Mais il devrait faire partie de sa vocation – comme aussi, au passage, de celle du christianisme – que le contraire ne soit pas vrai.

Que le persécuté ne devienne pas persécuteur.

Car se rendre complices d’une politique de colonisation, tout comme soutenir des bourreaux notoires (dans le cas des chrétiens) ne peut qu’entraîner un discrédit légitime, un rejet, voire de la haine envers ceux qui prônent de tels agissements.

Et l’antisémitisme qui en naît est, lui, parfaitement réductible.

Tout comme des musulmans éclairés dénoncent donc la confiscation de leur religion par des barbares, luttant ainsi contre une réelle islamophobie,  il appartient aux juifs de dénoncer la confiscation du judaïsme – et même du sionisme – par une idéologie politico-religieuse colonialiste et discriminatoire.

Cela doit constituer une composante essentielle de la lutte contre l’antisémitisme.

Un ami juif, sioniste, me disait que, pour lui, l’existence d’Israël ne valait pas la vie d’un enfant palestinien.

Voici le juif ! Voici le נביא, le prophète ! Voici l’honneur du judaïsme ! Voici le צדק : « Un Israélite dans lequel il n’y a point de fraude »…

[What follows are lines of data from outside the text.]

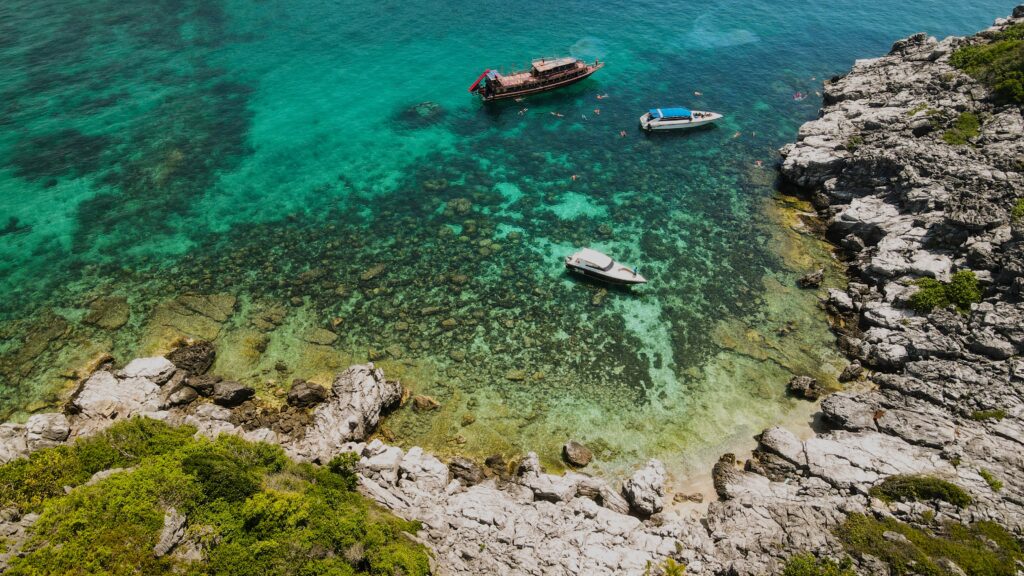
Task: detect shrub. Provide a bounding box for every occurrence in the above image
[910,270,981,314]
[978,468,1002,492]
[942,112,981,146]
[836,513,1024,576]
[0,416,429,576]
[1010,198,1024,222]
[945,270,981,311]
[782,552,857,576]
[0,418,196,511]
[949,24,1024,105]
[870,475,971,508]
[181,451,260,502]
[971,410,1007,421]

Et cet ami n’avait pas eu besoin pour le comprendre qu’on « frappe d’obsolescence » les versets si nombreux de la Torah et du Tanakh (ensemble de la Bible hébraïque) qui, manifestement, poussent à l’anéantissement de ceux qui s’opposent à l’établissement d’Israël dans ce qu’il considère comme étant sa Terre.

Pas plus que Tareq Oubrou, Rachid Benzine, et bien d’autres théologiens ou imams n’ont besoin qu’on expurge le Coran pour dénoncer « ce terrorisme ignoble qui nous menace tous ».

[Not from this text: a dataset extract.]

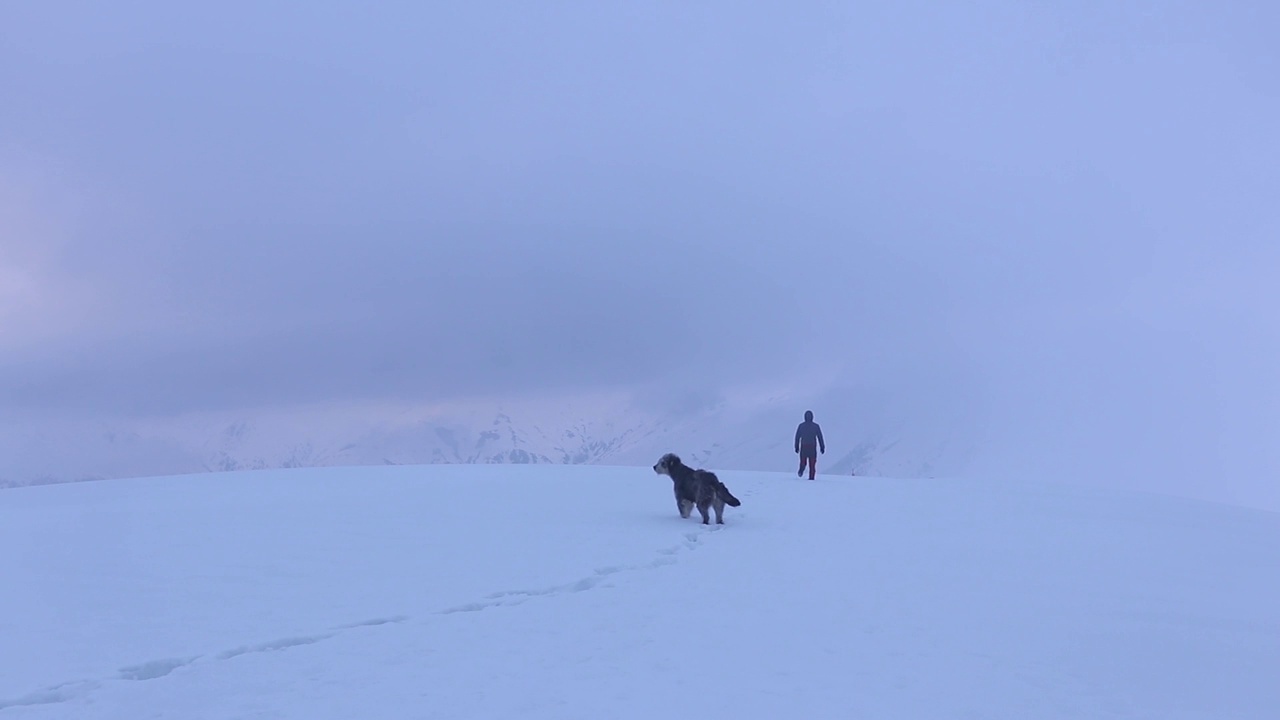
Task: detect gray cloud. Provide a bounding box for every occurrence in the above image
[0,3,1280,504]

L’urgence est donc bien d’opérer une lecture critique des textes et des penseurs qui ont façonné profondément notre civilisation, qu’ils soient religieux ou athées.

Depuis longtemps, ce blog s’engage en faveur d’une véritable approche herméneutique et soutient celles et ceux qui s’y emploient.

Car c’est là le seul moyen d’échapper à une pernicieuse essentialisation des textes et des croyances qui, tout comme les dénis symétriques de l’antisémitisme et de l’islamophobie, ne peut que provoquer les affrontements.

Souhaitons donc à nos intellectuels pétitionnaires, parfois quelque peu sommaires et partiels (partiaux ?), de savoir dépasser à la fois les dénis et les essentialisations pour faire œuvre de paix de manière plus informée, respectueuse et responsable.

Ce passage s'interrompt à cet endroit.